Northampton County PA Obituaries and Death Notices

John Heckewelder

Republican Compiler (Gettysburg, Pennsylvania)
February 12 1823 Page 3

We have to announce the death of the pious, learned and venerable John Heckewelder of Bethlehem. He died on Friday the 31st of January, at 6 o'clock in the morning, at the advanced age of seventy nine years. Had he lived until next month, he would have attained the age of eighty.

The Rev. John Heckewelder, having spent the greater part of his life among the Indian nations, was little known in this country, until our lamented Dr. Wistar, who was an excellent judge of merit, persuaded him to communicate to the world the immense fund of information he possessed respecting the history, manners and customs of the aborigines of our land. Wistar did nto live to see that work published, which has placed Heckewelder among the most interesting writers that his country had produced, but by means of its publication, its author became more generally known, and endeared himself to all who had the happiness of his acquaintance, not only by the knowledge that he possessed, and which he freely communicated to all who were desirous of it, but by all those excellent qualities of the heart which command love, esteem, veneration and respect. His religion was solid, his piety sincere, his modesty unassumed, and his benevolence unbounded. His loss will be felt and regretted by the country at large, whose literary fame he largely contributed to extend; but to those who were admitted to the intimacy of his friendship, and to that religious society of which he was the ornament and the pride, that loss is a misfortune which no words can sufficiently express.

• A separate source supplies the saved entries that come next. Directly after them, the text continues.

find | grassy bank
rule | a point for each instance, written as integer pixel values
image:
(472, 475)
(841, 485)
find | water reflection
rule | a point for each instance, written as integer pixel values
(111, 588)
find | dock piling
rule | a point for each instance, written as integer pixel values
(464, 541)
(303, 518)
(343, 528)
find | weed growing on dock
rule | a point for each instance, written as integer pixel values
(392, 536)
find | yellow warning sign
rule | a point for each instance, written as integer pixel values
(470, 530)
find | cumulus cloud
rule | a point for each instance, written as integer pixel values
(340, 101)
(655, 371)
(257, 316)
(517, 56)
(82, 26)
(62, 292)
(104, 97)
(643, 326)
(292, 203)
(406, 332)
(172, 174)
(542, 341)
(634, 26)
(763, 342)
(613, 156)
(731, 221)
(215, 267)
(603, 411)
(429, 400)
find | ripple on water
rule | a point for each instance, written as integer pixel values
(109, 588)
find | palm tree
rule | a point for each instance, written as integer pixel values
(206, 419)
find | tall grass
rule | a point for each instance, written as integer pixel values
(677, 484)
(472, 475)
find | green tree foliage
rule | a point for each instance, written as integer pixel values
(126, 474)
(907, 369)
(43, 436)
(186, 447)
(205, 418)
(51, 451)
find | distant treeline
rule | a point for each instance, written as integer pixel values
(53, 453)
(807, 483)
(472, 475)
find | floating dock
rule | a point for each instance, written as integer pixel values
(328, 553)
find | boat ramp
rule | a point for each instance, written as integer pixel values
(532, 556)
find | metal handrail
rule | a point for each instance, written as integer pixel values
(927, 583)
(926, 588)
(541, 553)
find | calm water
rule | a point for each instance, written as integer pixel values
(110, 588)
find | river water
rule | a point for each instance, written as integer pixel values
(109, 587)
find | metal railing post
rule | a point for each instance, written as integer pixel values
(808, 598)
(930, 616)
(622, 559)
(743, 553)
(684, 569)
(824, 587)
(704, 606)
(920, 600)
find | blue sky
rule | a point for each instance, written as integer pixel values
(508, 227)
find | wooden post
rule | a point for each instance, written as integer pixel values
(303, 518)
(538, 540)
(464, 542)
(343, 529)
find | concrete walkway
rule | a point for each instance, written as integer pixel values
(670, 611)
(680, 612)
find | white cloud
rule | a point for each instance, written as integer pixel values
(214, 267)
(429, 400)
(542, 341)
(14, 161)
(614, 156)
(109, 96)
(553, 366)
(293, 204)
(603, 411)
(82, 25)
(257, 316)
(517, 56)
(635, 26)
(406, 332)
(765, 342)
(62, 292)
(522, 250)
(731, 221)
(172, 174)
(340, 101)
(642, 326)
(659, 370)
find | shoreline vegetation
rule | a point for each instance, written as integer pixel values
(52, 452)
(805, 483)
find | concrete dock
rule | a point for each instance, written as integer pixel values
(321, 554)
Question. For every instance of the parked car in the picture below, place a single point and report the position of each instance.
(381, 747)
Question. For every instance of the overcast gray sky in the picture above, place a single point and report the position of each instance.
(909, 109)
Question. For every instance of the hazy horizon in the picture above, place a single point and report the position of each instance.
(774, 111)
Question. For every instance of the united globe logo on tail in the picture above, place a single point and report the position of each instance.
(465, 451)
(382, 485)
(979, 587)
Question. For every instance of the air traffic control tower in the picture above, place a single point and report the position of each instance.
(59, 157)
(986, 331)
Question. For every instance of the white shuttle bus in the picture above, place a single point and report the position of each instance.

We understand that Mr. Heckewelder has left some posthumous works, which will be published in due time. - Columbian Observer.


Frederick William Hutter

Republican Compiler (Gettysburg, Pennsylvania)
January 5 1825

Died at Easton, Pa., on Tuesday the 21st ult. Mr. Frederick William Hutter, one of the Editors of the Easton Centinel, aged 24 years and 5 months.


Henry Hutter

Republican Compiler (Gettysburg, Pennsylvania)

March 24 1824 Page 3

Died at Easton, on Monday evening, the 1st of March, Mr. Henry A. Hutter, one of the proprietors of the Easton Centinel, in the 24th year of his age, a victim of intense application to a business unusually unfriendly to health and comfort. The deceased was eminent for all the qualities that constitute an amiable man; unobtrusive in his manners, of exceedingly persevering and industrous habits, and uncommonly attentive to the discharge of all his social duties; in consequence of which, his departure attaches to it a much larger share of regret, than is generally conceded to such occurrences


Philip Petena

Star and Banner (Gettysburg, Pennsylvania)
November 9 1849

Death From the Bite of a Rat

Philip Petena, a young man, died a few days ago, near Easton, Pa., from the effect of a bite of a rat. About two weeks previous the rat bit him in the chin. His face afterwards became very much swollen, and notwithstanding the prompt appliance of every remedy that his physician could suggest, he died in the greatest agony.


Mrs. Trumphaor

Gettysburg Compiler (Gettysburg, Pennsylvania)
July 17 1822 Page 2

From the Susquehanna Democrat

July5

Another Accident

We learn that a Mrs. Trumphaor of (?)Lausanne township, Northampton county, near the Beaver Meadows, was lately shot under the following circumstances:

Some of her children discovered a Rattlesnake in the bushes near the house, but in such a situation that it could not be got at with a stick. Mrs. Thumphaor got a rifle from the house for the purpose of shooting the snake; but by this time it had changed its situation so as to enable her to get at it with a stick; she laid the gun across a log and killed the snake; and in attempting to take up the gun, she caught it by the muzzle and drew it towards her, when the lock was caught either by the log or a bush, and the ball passed completely through her body. She then sent her two eldest children after her brother, and returned into the house, when she took up her infant about eight weeks old, sat down in the cradle and sucker her child. In about two hours her brother arrived, and found her still sting in the cradle with the child in her arms, and two of her other children engaged in wiping away the blood from the wounds in her sides. She appeared to be quire sensible, and told her brother that she should die in three hours from that time, and that in three years he would die by a similar accident. She did die in three hours; but whether her prediction respecting her brother will be fulfilled or not, time only can disclose.